Like coloured beads the elm-buds flush:
All the trees dream of leaves and flowers and light.
And see! The northern bank is much more white
Than frosty grass, for now is snowdrop time.
It’s a while since we tapped into Mary Webb, but she gives pause for reflection. Rime is the soft hoar frost that coats the ground and trees and disappears as the sun gets to work. This short poem is full of hope, inviting us to look and listen and ‘dream of leaves and flowers and light.’ And the snowdrops are a promise that those things will come.
Once you could buy posies of violets or snowdrops bundled with glossy ivy leaves. The snowdrops someone planted a few yards from our door are increasing, year on year. They are working towards a self-sustaining community with the trees above them – and below them, for tree roots run deep, bringing nutrients up to where the bulbs can harvest them.
The village school’s reception class is called the Butterflies, and they brought a hint of Spring to a winter’s day at the L’Arche garden.
The four and five year olds came to learn and exercise a few gardening skills, to meet some of the community and enjoy the winter sunshine. Of course, the sun shines as brightly in the village as in the city. And it’s generally quieter there, unless a tractor or chain saw is on the go. The inner ring road runs roaring past the garden so it’s never really quiet. But we, sometimes grudgingly, ignore it and so did the children, though one boy noticed the trains accelerating from the station, something he would not hear at school.
Everyone noticed the sirens as the two fire engines raced past. Drama that does not happen in the village! I looked up from my planting to see three of the girls, arms linked, dancing in a circle, chanting nee-naw, nee-naw, taking pleasure from the sounds, taking pleasure from being alive on a sunny winter’s day in the youth of the world.

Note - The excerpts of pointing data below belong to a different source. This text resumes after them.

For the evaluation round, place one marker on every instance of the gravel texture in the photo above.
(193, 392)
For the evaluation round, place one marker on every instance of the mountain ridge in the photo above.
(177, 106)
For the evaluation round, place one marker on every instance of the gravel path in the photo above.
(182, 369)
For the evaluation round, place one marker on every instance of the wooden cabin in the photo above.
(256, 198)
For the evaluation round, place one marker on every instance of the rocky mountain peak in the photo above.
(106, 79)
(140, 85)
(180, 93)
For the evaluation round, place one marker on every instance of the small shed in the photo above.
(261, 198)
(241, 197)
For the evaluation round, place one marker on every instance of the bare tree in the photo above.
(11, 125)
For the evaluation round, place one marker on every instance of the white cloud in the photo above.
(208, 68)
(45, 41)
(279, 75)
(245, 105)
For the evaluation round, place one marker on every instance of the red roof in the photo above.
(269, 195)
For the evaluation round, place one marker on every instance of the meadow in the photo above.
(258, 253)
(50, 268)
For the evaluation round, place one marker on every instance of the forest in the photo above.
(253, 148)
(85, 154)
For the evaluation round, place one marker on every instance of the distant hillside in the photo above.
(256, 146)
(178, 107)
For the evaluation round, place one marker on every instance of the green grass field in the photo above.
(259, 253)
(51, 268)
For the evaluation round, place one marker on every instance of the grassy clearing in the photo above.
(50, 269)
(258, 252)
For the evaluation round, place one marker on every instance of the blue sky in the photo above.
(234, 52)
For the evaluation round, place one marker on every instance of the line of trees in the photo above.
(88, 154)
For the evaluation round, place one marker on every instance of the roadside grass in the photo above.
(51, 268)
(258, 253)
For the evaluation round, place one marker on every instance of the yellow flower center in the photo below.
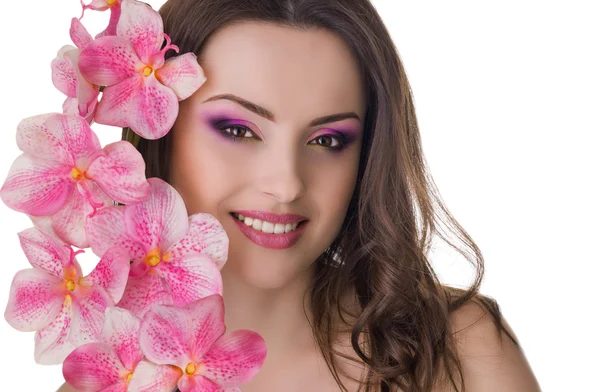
(190, 369)
(153, 258)
(76, 174)
(70, 285)
(147, 70)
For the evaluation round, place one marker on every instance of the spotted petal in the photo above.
(34, 300)
(36, 186)
(43, 251)
(79, 35)
(205, 235)
(120, 172)
(143, 292)
(52, 343)
(107, 229)
(161, 220)
(94, 367)
(235, 358)
(36, 139)
(141, 103)
(165, 336)
(149, 377)
(63, 72)
(182, 74)
(142, 26)
(111, 273)
(191, 277)
(121, 332)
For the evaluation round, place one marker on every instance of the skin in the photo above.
(298, 76)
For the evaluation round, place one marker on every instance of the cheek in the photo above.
(203, 171)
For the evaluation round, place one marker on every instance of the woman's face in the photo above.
(274, 153)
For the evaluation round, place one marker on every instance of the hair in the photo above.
(402, 332)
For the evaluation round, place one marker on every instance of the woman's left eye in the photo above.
(330, 141)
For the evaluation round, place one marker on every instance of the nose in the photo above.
(282, 177)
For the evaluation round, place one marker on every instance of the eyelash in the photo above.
(342, 142)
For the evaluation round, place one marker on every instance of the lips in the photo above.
(271, 241)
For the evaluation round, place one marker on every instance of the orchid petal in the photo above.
(141, 103)
(52, 343)
(164, 336)
(87, 94)
(205, 235)
(149, 377)
(206, 320)
(121, 332)
(90, 303)
(121, 173)
(191, 277)
(79, 35)
(79, 138)
(64, 77)
(108, 61)
(197, 384)
(68, 222)
(37, 187)
(235, 358)
(96, 5)
(111, 273)
(142, 26)
(43, 251)
(94, 367)
(143, 292)
(106, 229)
(161, 220)
(34, 301)
(182, 74)
(34, 138)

And my mind’s ear remembered the blackbird who lifted a telephone warble into his song, and the thrushes and starlings who also make music of our human racket, even getting me halfway down the garden path to answer a starling’s phone call, and I thought, why not? Why not dance when the world is young, and your friends are around you, and you have a day off from routine, and so much to be grateful for? Words are not always enough.